The peer group universe is the largest and most comprehensive database of local authority pension fund investments. It currently comprises 61 funds with an aggregate value of £177bn. This represents over two-thirds of local authority pension fund assets.
Pirc said that the key feature in the year was the performance of active equity managers. Funds that did well tended to have seen strong outperformance by their global equity managers. As a group these managers outperformed their benchmarks by 2 per cent over the year but overall there was a wide range of results.
Although these managers outperformed in the last year the longer-term results are less impressive. Despite this fact, the last year saw a year on year reduction in the level of passive investment for the first time.
There was a marked move towards ‘de-risking’ with a number of funds moving from equities to less ‘risky’ assets such as diversified growth / absolute return portfolios, which target lower than equity returns but at substantially lower than equity volatility.
The overall equity exposure fell in the year by the largest percentage recorded over many years from 62 per cent to 55 per cent for the average fund.
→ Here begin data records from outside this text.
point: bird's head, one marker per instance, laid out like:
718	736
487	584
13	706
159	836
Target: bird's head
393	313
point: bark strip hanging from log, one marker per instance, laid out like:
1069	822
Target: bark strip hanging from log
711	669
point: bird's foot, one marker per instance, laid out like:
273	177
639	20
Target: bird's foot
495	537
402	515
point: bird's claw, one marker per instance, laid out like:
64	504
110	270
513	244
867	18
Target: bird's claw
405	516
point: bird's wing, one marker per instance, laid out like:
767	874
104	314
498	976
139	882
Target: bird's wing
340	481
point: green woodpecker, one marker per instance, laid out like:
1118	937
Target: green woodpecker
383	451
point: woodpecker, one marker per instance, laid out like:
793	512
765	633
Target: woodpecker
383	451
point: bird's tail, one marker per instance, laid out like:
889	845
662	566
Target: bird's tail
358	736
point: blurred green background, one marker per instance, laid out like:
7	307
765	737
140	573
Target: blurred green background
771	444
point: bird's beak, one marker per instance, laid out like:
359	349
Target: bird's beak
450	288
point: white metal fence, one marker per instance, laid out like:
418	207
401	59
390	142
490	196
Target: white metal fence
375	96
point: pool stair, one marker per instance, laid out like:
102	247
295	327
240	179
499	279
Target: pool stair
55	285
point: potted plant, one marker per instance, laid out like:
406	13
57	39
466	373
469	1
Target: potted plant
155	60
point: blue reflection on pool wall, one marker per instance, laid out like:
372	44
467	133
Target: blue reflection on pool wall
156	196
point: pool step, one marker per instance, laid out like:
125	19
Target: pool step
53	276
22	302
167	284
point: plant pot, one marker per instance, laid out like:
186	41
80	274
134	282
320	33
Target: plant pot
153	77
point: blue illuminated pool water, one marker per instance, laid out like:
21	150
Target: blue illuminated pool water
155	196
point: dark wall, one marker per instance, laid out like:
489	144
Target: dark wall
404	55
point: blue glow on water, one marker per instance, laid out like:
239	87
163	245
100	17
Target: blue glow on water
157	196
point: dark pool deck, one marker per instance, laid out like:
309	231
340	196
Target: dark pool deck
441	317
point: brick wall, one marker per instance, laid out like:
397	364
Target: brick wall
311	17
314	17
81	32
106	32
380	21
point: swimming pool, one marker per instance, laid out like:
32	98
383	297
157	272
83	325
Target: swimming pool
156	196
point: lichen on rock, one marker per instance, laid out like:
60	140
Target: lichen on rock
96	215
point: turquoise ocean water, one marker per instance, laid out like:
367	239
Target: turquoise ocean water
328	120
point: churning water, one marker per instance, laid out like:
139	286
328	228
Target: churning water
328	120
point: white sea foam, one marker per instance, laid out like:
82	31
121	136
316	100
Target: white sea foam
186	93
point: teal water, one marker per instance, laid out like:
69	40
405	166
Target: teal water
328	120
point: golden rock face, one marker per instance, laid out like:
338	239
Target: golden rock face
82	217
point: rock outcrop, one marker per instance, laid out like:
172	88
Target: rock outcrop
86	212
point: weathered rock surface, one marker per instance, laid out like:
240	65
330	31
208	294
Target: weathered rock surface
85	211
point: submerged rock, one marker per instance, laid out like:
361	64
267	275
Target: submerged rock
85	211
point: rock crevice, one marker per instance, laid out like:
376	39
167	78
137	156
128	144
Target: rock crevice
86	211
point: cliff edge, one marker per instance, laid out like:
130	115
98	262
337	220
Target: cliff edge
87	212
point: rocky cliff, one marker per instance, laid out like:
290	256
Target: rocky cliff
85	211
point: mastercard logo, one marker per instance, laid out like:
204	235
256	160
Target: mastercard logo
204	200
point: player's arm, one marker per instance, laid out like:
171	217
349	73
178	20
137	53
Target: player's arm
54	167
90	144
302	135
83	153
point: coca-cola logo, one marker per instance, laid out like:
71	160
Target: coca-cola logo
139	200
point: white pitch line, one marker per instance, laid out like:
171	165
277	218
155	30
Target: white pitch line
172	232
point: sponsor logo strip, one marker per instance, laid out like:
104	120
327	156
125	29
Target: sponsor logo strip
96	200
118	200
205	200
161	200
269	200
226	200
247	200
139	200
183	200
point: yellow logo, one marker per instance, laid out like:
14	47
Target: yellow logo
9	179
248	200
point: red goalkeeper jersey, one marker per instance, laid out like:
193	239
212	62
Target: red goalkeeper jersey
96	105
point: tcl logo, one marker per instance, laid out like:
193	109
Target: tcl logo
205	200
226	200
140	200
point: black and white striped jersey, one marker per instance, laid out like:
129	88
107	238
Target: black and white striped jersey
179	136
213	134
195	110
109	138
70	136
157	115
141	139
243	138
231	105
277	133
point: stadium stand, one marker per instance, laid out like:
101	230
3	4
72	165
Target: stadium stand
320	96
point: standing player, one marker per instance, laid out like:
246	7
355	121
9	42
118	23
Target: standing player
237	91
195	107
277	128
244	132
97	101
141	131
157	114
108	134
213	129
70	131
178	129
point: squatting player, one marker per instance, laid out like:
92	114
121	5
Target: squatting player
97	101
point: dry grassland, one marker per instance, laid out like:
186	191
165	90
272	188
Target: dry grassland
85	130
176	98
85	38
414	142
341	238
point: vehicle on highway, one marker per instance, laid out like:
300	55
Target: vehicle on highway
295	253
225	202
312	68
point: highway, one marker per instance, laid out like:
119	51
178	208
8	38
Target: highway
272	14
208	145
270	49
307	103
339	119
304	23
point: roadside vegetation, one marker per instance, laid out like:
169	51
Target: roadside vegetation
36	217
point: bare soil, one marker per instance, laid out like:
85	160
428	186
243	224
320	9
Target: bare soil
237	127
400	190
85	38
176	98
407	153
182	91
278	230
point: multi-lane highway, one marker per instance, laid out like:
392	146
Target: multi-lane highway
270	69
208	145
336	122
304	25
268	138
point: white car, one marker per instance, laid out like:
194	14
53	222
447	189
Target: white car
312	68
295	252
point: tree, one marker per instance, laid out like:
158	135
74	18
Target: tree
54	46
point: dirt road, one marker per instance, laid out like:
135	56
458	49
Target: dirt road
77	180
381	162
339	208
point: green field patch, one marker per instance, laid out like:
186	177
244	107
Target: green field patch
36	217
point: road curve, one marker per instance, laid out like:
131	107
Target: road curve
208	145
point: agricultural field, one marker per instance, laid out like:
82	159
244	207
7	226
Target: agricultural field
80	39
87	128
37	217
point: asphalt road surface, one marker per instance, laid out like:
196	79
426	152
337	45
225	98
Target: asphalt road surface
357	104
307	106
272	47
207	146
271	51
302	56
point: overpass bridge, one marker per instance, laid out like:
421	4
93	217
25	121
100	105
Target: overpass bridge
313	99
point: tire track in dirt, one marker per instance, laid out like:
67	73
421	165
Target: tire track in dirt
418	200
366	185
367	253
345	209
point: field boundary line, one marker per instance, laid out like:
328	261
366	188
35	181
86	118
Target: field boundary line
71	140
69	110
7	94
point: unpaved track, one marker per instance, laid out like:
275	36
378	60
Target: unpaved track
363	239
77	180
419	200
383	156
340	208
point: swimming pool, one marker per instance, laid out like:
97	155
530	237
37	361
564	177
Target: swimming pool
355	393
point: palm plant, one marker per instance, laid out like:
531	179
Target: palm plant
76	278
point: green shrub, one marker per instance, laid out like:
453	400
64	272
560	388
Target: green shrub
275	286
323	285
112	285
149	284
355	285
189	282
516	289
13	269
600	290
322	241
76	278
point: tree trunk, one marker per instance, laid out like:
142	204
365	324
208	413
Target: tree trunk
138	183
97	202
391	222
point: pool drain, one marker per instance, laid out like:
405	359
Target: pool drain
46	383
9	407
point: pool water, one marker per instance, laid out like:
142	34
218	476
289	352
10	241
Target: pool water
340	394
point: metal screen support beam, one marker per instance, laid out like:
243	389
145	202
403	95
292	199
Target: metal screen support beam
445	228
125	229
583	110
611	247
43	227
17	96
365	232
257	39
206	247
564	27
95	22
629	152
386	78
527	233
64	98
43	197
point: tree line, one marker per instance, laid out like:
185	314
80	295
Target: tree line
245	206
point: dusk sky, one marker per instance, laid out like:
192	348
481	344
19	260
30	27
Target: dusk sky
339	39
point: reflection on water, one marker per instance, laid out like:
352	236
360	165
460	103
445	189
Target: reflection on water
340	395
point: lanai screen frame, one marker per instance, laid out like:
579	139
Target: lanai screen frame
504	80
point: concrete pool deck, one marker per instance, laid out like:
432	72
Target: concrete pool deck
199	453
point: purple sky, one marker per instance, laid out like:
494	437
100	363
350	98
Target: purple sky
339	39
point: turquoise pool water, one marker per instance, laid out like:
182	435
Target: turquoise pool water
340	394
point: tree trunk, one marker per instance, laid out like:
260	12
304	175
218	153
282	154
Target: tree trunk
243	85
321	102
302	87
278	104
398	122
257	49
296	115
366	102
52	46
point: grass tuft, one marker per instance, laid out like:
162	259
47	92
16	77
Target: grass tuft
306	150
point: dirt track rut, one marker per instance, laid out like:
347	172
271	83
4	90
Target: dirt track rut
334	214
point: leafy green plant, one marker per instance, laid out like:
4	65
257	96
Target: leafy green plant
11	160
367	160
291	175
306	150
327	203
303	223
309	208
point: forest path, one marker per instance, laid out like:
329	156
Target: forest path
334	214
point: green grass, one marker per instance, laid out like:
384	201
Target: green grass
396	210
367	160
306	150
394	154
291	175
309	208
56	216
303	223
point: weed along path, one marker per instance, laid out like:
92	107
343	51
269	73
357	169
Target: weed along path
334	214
Such a strategy will inevitably bring with it lower long-term returns, Pirc said. However, as the key actuarial discount rate assumptions have fallen to relatively modest levels, some funds may now feel comfortable accepting more modest returns and this may be making the decision straightforward.
Looking at long-term performance, Pirc revealed that funds delivered a positive return in 25 of the last 30 years, and delivered an annualised performance of 9 per cent p.a. against inflation of 3 per cent p.a. The five years of negative returns were at the start of the millennium (the bursting of the dot-com bubble) and the global financial crisis of 2008/9.